That wasn’t always the case.

Irizarry, a student at the Fashion Institute of Technology in New York City, had recently shared an apartment in Brooklyn with three roommates and at least one uninvited guest who lived in the crawlspace over the ceiling.

“I mean, we’ve always kind of had problems with the apartment since we moved in,” Irizarry told Nexstar. “We live next to a cemetery, and we came up with this joke … that if we heard scratches on the walls, that we were haunted.”

No, her apartment wasn’t haunted. But one night in November 2021, she and her roommates made an arguably more horrifying discovery.

As seen in footage she recently shared on her Instagram account, Irizarry caught a raccoon trying to claw its way into the apartment via the kitchen’s light fixture — and nearly succeeding, too.

“We were literally just waiting and watching,” said Irizarry, who was alerted to the incident by the screams of her roommates. “Its arm just stuck out. At one point, we saw its ear, like it was opening the gap wider so it could come in.”

Yesenia Irizarry was alerted to the raccoon by the screams of her roommates, she told Nexstar. (Yesenia Irizarry/Instagram)

It was well past midnight by that time, and the local animal-control services were closed, Irizarry said. So the women called 911.

Police responded, but said they “wouldn’t even know what to do” and suggested the women wait for their landlord to call them back in the morning, according to Irizarry.

“No one slept that night,” she said. “We huddled in our rooms. The scratching kind of died down, but then it started again a little later. It was getting more aggressive. We could hear the raccoon moving (in the ceiling above) the living room, above the bedrooms.”

Finally, at about 6 or 7 a.m., Irizarry said the landlord responded and sent over a handyman to patch up the loose light fixtures. An animal-control officer came the day after, and set traps on the building’s roof, in the crawlspace, and on the fire escape.

During the course of the ordeal, the women also learned a few interesting tidbits about the history of the apartment. “Past tenants would come home to raccoons in their living room,” Irizarry claimed. The building’s management attempted to solve the problem by putting caps on the chimneys, she said, but the caps had later been torn off, and now a raccoon was once again using the chimney to access a crawlspace.
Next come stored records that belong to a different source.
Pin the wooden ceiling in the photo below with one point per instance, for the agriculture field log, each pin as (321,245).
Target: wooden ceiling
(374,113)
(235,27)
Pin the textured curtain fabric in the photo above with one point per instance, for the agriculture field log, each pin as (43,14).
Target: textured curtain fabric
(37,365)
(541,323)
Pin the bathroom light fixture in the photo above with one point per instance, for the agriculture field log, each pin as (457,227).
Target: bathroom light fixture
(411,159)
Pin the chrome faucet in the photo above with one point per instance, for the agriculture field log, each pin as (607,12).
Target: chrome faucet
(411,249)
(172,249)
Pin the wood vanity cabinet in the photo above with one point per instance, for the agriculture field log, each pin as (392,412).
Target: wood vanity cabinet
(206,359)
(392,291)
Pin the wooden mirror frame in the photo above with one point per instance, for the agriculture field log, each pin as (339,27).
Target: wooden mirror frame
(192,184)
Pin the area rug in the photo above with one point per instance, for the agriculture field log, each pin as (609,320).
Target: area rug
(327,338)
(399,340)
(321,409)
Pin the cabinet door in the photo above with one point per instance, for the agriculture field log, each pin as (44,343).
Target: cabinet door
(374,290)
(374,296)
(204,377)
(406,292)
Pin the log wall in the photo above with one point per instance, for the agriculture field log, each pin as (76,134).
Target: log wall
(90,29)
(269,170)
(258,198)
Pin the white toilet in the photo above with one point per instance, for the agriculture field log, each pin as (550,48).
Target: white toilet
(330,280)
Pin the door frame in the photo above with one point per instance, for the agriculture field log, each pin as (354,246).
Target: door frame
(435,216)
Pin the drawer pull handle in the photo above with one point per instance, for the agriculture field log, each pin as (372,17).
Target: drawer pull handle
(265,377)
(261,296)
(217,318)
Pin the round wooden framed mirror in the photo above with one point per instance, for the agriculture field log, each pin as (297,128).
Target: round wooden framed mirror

To top it all off, Irizarry said the animal-control officer hinted that the raccoon was rabid and likely raising babies up there.

“For a month after that, we still heard the scratching, during the day, on the ceiling,” she said. “We all immediately started looking for new apartments to move to.”

Eventually, after about six weeks, Irizarry said the scratching stopped, leading Irizarry to believe the raccoon (and perhaps its babies) had crawled back out through the chimney or that it had died up there.

“Nobody, as far as we know, came by to clean out the crawlspace,” she claimed. “So that’s a big question that was never answered.”

The landlord, however, had thankfully understood the women’s plight and released them from their leases early. In February, Irizarry got herself a new apartment that meets all of her requirements, not the least of which is a raccoon-free ceiling.

“Honestly, I didn’t even know there would be raccoons in the city,” Irizarry said. “I thought maybe we’d have roaches, or bug problems or rat problems. But I never would have thought raccoons would have been a problem.

“It keeps me on my toes. You never know what’s going to happen here. It consistently shocks me, every day, being here.”